[Beowulf] Compressor LZO versus others

Sun Aug 19 08:45:29 PDT 2012

On 08/19/2012 09:09 AM, Vincent Diepeveen wrote:
> Here is the results:
>
> The original file used for every compressor. A small EGTB of 1.8GB:
>
> -rw-rw-r--. 1 diep diep 1814155128 Aug 19 10:37 knnknp_w.dtb
>
> LZO (default compression):
>
> -rw-rw-r--. 1 diep diep  474233006 Aug 19 10:37 knnknp_w.dtb.lzo
>
> 7-zip (default compression):
>
> -rw-rw-r--. 1 diep diep 160603822 Aug 18 19:33 ../7z/33p/knnknp_w.dtb.7z
>
> Andrew Kadatch:
>
> -rw-rw-r--. 1 diep diep  334258087 Aug 19 14:37 knnknp_w.dtb.emd
>
> We see kadatch is a 140MB smaller in size than LZO, that's a lot at
> 474MB total size for the lzo
> and it's 10% of total size of the original data.
>
> So LZO in fact is so bad it doesn't even beat another Huffman
> compressor.
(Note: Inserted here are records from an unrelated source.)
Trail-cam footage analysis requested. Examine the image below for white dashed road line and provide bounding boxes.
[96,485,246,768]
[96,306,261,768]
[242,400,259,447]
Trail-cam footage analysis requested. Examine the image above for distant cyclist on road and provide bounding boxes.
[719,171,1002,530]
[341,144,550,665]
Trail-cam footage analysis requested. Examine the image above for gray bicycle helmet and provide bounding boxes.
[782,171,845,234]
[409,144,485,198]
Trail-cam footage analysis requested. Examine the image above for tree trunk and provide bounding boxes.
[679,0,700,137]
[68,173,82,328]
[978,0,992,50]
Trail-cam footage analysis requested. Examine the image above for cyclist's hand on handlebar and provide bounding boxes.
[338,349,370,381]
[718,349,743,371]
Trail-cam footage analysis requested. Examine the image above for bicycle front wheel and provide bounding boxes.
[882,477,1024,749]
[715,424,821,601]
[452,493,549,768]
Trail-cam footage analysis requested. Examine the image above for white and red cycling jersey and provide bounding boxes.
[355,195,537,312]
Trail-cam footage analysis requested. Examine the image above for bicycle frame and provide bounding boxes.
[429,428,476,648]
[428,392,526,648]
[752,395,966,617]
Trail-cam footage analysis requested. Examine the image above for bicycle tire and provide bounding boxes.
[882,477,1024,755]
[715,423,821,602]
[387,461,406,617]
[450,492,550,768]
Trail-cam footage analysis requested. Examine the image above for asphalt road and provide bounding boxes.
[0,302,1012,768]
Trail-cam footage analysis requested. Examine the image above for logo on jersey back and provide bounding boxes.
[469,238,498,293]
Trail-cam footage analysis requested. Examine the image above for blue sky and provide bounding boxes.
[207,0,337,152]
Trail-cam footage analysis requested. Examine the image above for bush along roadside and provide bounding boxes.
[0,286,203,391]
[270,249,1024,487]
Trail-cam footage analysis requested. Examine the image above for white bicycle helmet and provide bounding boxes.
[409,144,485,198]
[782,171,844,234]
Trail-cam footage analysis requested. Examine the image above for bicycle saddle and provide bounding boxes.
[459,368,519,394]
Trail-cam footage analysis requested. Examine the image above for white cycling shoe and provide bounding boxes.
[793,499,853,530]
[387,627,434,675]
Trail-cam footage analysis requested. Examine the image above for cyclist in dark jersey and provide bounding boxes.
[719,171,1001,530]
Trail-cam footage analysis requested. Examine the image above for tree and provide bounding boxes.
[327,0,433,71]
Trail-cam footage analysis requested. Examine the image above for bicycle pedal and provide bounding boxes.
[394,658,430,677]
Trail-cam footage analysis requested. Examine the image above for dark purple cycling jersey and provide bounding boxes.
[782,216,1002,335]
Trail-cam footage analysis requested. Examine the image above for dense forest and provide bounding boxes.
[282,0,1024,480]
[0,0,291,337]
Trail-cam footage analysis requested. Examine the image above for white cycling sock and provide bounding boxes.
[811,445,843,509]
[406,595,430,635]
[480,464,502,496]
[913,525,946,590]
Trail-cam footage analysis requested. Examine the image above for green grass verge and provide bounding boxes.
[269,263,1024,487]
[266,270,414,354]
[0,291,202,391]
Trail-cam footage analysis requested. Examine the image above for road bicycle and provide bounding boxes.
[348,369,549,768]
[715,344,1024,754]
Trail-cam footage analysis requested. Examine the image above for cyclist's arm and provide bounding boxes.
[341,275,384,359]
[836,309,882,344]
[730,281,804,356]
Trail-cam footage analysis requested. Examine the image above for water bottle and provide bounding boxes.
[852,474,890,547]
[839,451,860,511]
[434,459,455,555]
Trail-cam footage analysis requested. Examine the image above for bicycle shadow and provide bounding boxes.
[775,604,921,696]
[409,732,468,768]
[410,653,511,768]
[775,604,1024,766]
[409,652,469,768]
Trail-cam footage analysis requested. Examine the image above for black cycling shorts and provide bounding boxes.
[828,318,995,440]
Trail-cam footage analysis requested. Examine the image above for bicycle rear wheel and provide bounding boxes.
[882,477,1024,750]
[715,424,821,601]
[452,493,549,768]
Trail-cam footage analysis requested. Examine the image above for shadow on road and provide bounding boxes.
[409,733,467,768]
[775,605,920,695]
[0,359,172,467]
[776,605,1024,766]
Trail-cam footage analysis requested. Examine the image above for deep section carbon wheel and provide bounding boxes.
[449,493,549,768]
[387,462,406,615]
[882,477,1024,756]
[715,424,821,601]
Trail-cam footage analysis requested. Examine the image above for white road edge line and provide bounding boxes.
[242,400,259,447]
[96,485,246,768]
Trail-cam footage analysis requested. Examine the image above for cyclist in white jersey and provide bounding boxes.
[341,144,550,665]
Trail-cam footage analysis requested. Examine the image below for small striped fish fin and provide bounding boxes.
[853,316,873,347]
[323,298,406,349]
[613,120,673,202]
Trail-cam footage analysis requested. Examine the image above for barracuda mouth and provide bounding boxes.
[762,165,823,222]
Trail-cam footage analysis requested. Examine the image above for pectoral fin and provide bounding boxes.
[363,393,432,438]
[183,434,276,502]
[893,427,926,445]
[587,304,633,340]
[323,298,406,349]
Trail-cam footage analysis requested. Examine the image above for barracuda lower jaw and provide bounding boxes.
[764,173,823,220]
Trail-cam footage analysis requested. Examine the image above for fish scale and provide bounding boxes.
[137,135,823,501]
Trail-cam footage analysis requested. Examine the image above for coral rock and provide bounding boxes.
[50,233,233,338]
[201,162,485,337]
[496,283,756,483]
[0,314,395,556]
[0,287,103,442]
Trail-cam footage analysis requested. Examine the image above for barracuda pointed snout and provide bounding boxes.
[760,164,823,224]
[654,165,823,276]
A fast bucket compressor not using a dictionary at all is
> hammering it.

Thanks for these insightful findings Vincent.  Unless I missed 
something, I didn't see timings for these algorithms.  I would be very 
interested to see these compressions wrapped in a 'time' command and 
please make sure to flush your buffer cache in between.  In Hadoop LZO 
seems to be the defacto standard for its widespread use, speed both of 
compression and decompression, and relatively high compression ratio 
compared to very bare-bones compressors.

So seeing these results, alongside the 1) time to compress when data is 
solely on HDD and 2) time to decompress when data is solely on HDD would 
be really, really helpful.

For Hadoop, since compression is mainly used to "package" data up prior 
to network transfer (and obviously it gets "unpackaged" on the other 
side if it needs to be used), the balance between speed and compression 
is a fine balance, dependent on your network and CPU capabilities.

Please let me know if you get around to running these experiments and if 
you find another compressor out there that is excellent and I'll have to 
consider it for my use in Hadoop!

Best,

ellis